While the presence of somatostatin receptors in the tumor can be determined by pathological analysis (immunohistochemical (IHC) staining for SSTR2), there is an FDA-approved PET scan that uses Ga-68-DOTATATE that can detect it without a biopsy. It is used to detect neuroendocrine tumors that are often non-prostatic. Researchers at Emory found that Ga-68-DOTATATE uptake is higher even in neuroendocrine tumors of prostatic origin, which suggests that somatostatin-based therapy may be beneficial. (One patient who was positive for a BRCA2 mutation but negative for NEPC had high uptake as well.)

DLL3

DLL3 is a protein that is expressed on the surface of neuroendocrine cells regardless of the cancer of origin, and has been identified in two-thirds of neuroendocrine prostate cancer (NEPC) cells. An antibody linked to a chemotherapy, called Rova-T, against DLL3 has been developed and has shown some promise against NEPC in a preclinical study. Unfortunately, AbbVie discontinued R&D after it failed to meet goals for small cell lung cancer (SCLC).
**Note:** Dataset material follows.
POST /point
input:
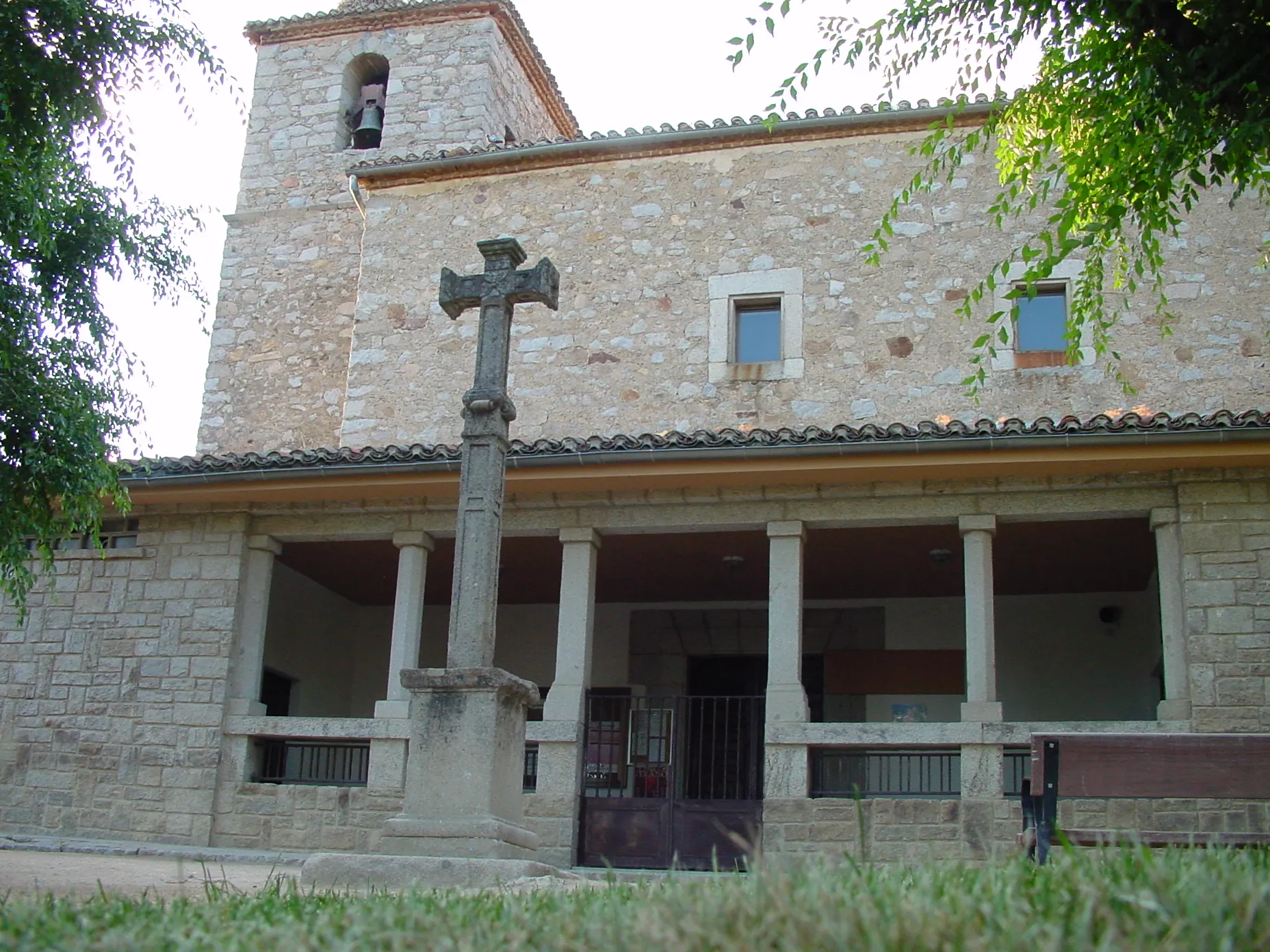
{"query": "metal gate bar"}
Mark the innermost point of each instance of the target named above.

A Phase 2 trial that included NEPC was discontinued. Misha Beltran at Dana Farber has tried an antibody-drug conjugate (rovalpituzumab teserine) targeted to DLL3 on a single patient. After two treatments, his metastases shrank and stabilized.

Harpoon has announced a clinical trial of HPN328  for people with advanced cancers that express DLL3. HPN328 is a bispecific T-cell engager (BiTE) that targets DLL3 and also promotes T cells to attack those cells exhibiting it. AMG757 is also a BiTE. Amgen has announced a clinical trial of AMG 757 for advanced prostate cancer. Phanes Therapeutics has a BiTE clinical trial targeting DLL3.

AMG119 is a CAR-T therapy that targets DLL-3. CAR-T involves treating one's own T-cells by sensitizing them to DLL3. Both of these create a T-cell and a cytokine response in environments that otherwise have low immune cell activity. That response may kill bystander cells, and through a phenomenon called "antigen spreading," may be able to kill other cancer cells that do not exhibit DLL3. (BiTE and CAR-T therapies that target PSMA are  in clinical trials noted at end of this article)

The Wang Lab at Duke has specific expertise in morphological analysis of NEPC and IHC staining for DLL3. It may be a good idea to get a second opinion from them.

Checkpoint blockade

Another recent discovery is that PD-L1 is highly expressed in SCPC. This opens the door to immunotherapies that target the PD-1/PD-L1 pathway, like Keytruda.